If, during the next two weeks, Tim Henman or Greg Rusedski were to do so they would succeed a man in a wheelchair. Three years ago Austin had a fall at Wimbledon, and now he has to watch Wimbledon on television in his room, usually with pictures and books and his hall of fame award as company.
But watch he will, hoping to share the euphoria of the achievement once more. Hoping, as he has for 61 years.
Few statistics are more eloquent of the gulf British tennis still has to cross. Two years ago Henman and Rusedski became the first pair of British quarter-finalists since the Sixties and last year Henman emulated Roger Taylor's semi-final place of 25 years previously.
But if Henman goes one better this time he will be matching something last achieved in the year Hitler walked into Czechoslovakia, trenches were being dug in London parks, and the world was being shaken by the Munich crisis.
Austin is puzzled the chasm is unbridged. "They [the LTA] have got enough money, so I don't know what the reason is," he says. "But I think Henman and Rusedski are very good. Perhaps good enough to win Wimbledon."
It is what people want to hear, but Austin means it. Rarely has he been one for saying what is popular for its own sake. Repton and Cambridge though Austin was, pussycat of the establishment he was not.
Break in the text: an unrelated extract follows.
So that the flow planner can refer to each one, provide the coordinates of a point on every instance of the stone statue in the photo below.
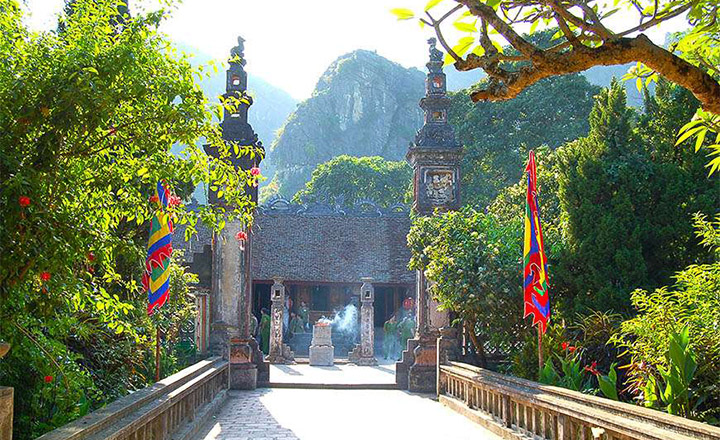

He was the man who challenged sensibilities by becoming the first leading player to compete in shorts, a change which hastened a revolution, especially in the United States. And he lost his club membership because, it is said, All England members did not like his Moral Rearmament campaign during World War II.
Austin could be forthright about fellow players. Much as Henman and Rusedski have had their differences over playing for their country, so Austin and Fred Perry had disagreements about what had been achieved for Great Britain.
Last year, when Henman declined to play in the ATP World Team Championships, it brought the sharp edge of Rusedski's tongue, and Austin has on occasions been unafraid to give Perry a blagging.
The former Wimbledon champion tended, Austin says, to take too much of the credit for Britain winning the Davis Cup.
What hurt Austin more was that, after 25 years, when he re-applied for All England membership, Perry opposed it. "I understand why - Fred was concerned about getting his statue," says Austin, a view he has repeated often enough to want to qualify. "In fact, I admired Fred and we were close friends," he now emphasizes.
But Austin's feelings are not hard to imagine. His Davis Cup record was outstanding, and, as well as reaching two Wimbledon singles finals, he was the last Briton who could claim to be world No 1. Few would know it now. Perry's fame has tended to make Austin a forgotten man.
But, even at the age of 92, Austin remembers plenty about today's heroes. "Henman is a very fine player with wonderful strokes, but I don't know why he doesn't win more. Something just seems to happen," Austin says. "Rusedski is more limited, but he has such a serve, and I don't think it's beyond him to win the title."
Henman is already said to be worth more than pounds 10m; Rusedski a little less, despite the fact that during this Wimbledon an announcement may be made of a racket contract with Donnay worth seven figures. "I remember getting a pounds 5 voucher from Mappin and Webb for winning a singles tournament," smiles Austin.
Not surprisingly he disapproves of the huge sums which have come into the game, although he was ahead of his time in wanting tennis to go open. "I thought Dan Maskell [then a professional coach] should have been allowed to play at Wimbledon," Austin says.
But money was never a problem for Austin. He married a wealthy film star, Phyllis Konstam, became a journalist and an author, mixed with the rich and the famous from the entertainment and cultural communities, and, in his spiritual work, became the confidant of influential people around the world, including the Ghandis.
Austin is more animated when talking about this than about tennis. His spiritual beliefs, he says, gave him a new life, and in Konstam, who opposed them and almost ended the marriage before becoming converted, "a new wife".
Which may be why he takes pleasure from the clean-cut images of Henman and Rusedski. "I like them both very much indeed. They are a very good example. I like the way they conduct themselves."
But, should they reach a Wimbledon final, he is reluctant to suggest advice. Austin lost both of his, one to the German Gottfried von Cramm and the other to the American Donald Budge.
He did not, he says, feel either to be particularly different from matches earlier rounds. Though he lost to men who were legends of tennis, you sense he feels Henman or Rusedski might do well to adopt a similar view.
Of course, most people these days would reckon Fred Perry had been the last British male finalist. There are no conspicuous tributes to Austin, no mementos, no plaques. Nor has his name remained famous as has Perry's (though perhaps as much because it is a clothing brand name as for being Britain's last Wimbledon men's singles champion).
Austin has, nevertheless, been one of the greats of a golden age, and it is remarkable he is with us to reminisce. Were Henman or Rusedski to make it, Austin may get to join in many a looking-back, looking-forward story. And that could revive a name which, when compared with its achievements, has not quite had the celebration it deserves.